On the face of it, it was something the Alliance for Workers’ Liberty might have done. However the march was really very different from the type of activity we organise: it was an SWP-building stunt. They are entitled to build the SWP, as we build the AWL, but the only people who will be struggling around the demands the march was ostensibly organised to promote will be the people who chose to sign up for the SWP. There is no ongoing campaigning in which the SWP is participating around these slogans. The local pickets of Labour MPs which the SWP are currently organising under the banner of “Rebuild the Welfare State, Tax the Rich” are simply continuations of this type of campaigning at local level.

Contrast this to the way the AWL organises. Beginning in September 1994 we took an initiative to set up the Welfare State Network. The Network involves all sorts of activists and other socialist groups who have come together on something they can broadly agree on. The WSN has consistently organised political activity in defence of the welfare state in the unions and Labour Party, on the streets and estates. Our slogans have also been: “Rebuild the welfare state,” “Tax the rich”; “People before profit”.

The purpose of these types of slogans is to inspire, show a way ahead and move forward broad layers of the labour movement and others. The fact that the SWP use them as pure and simple mechanisms to draw in new members also shows the limitations of what they consider to be political struggle: they make propaganda for socialism or “revolution”; they leave the organisation of “partial”, “minimal”, immediate struggles largely to others.
The agreement reached with the SWP in the forthcoming NUS elections is a step forward. It is something we have advocated for years (together with the need for one organisation of the united student left). We have to think about why the SWP have come to this agreement. Why now? With what end in mind?

Since 1995 the Campaign for Free Education has been the left force fighting the right in NUS. It has been flexible and broad enough to encompass nearly everyone except the SWP, who refused to join. It has organised some very impressive marches and other activities. It is well rooted in the movement. The SWP turned up on the marches to sell Socialist Worker. Over the summer, when the government was setting out to abolish grants and introduce fees, the SWP set up a front campaign, Stop the Fees. STF is a very good example of the SWP’s “fake united front” policy: setting up late, popping in and out of “mass work” according to the needs of current recruitment policy.
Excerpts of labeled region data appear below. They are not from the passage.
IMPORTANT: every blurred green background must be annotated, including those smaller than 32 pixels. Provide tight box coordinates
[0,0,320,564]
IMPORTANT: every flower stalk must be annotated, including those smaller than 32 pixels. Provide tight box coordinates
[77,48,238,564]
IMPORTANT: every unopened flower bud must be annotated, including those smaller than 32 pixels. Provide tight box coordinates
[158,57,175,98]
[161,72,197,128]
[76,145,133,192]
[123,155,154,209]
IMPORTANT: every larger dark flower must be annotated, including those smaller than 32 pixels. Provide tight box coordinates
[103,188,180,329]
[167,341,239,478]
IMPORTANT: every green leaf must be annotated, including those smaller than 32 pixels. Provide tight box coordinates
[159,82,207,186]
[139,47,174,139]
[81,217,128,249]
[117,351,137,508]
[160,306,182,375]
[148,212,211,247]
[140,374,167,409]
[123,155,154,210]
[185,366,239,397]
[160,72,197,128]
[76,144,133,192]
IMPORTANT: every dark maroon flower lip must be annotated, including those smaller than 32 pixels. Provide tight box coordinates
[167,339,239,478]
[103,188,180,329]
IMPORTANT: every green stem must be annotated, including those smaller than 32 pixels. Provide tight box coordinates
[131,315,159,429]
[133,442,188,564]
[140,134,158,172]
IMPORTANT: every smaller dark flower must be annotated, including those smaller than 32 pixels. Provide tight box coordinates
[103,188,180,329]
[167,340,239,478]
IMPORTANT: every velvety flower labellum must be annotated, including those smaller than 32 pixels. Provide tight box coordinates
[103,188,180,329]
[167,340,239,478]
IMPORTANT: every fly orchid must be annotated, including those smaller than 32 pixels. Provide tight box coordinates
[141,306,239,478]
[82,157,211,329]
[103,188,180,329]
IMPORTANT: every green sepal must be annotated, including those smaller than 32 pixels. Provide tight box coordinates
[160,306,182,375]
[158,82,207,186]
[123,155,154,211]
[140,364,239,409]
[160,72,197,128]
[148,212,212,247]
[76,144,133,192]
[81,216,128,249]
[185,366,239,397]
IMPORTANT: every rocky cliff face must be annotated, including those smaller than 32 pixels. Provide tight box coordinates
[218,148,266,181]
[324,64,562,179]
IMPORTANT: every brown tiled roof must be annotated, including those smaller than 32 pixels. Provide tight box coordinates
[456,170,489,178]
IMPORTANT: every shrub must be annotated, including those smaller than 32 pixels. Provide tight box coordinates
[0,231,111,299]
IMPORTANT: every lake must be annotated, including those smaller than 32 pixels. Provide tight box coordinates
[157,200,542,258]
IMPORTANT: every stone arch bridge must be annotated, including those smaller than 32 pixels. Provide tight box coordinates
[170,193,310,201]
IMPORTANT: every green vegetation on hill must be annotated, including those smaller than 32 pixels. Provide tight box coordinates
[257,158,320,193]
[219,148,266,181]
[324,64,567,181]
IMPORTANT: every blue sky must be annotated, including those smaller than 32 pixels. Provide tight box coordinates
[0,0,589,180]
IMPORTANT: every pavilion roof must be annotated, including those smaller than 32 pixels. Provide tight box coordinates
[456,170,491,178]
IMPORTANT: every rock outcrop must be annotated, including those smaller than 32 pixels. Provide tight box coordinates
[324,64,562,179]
They did not join the existing broad left organisation — they set up their own “front”. STF has no internal structures, no independence from the SWP; it is a “soft front”, a recruiting mechanism for them.

The problem for the SWP leadership in all these manoeuvres is this: a lot of their members can see the point of united work with the rest of the left. That is because unity based on patient, long-term work inside the labour and student movements for day-to-day working-class concerns is a unity well worth having. SWP students will learn this in the coming months — and some of them will learn the limits of the SWP.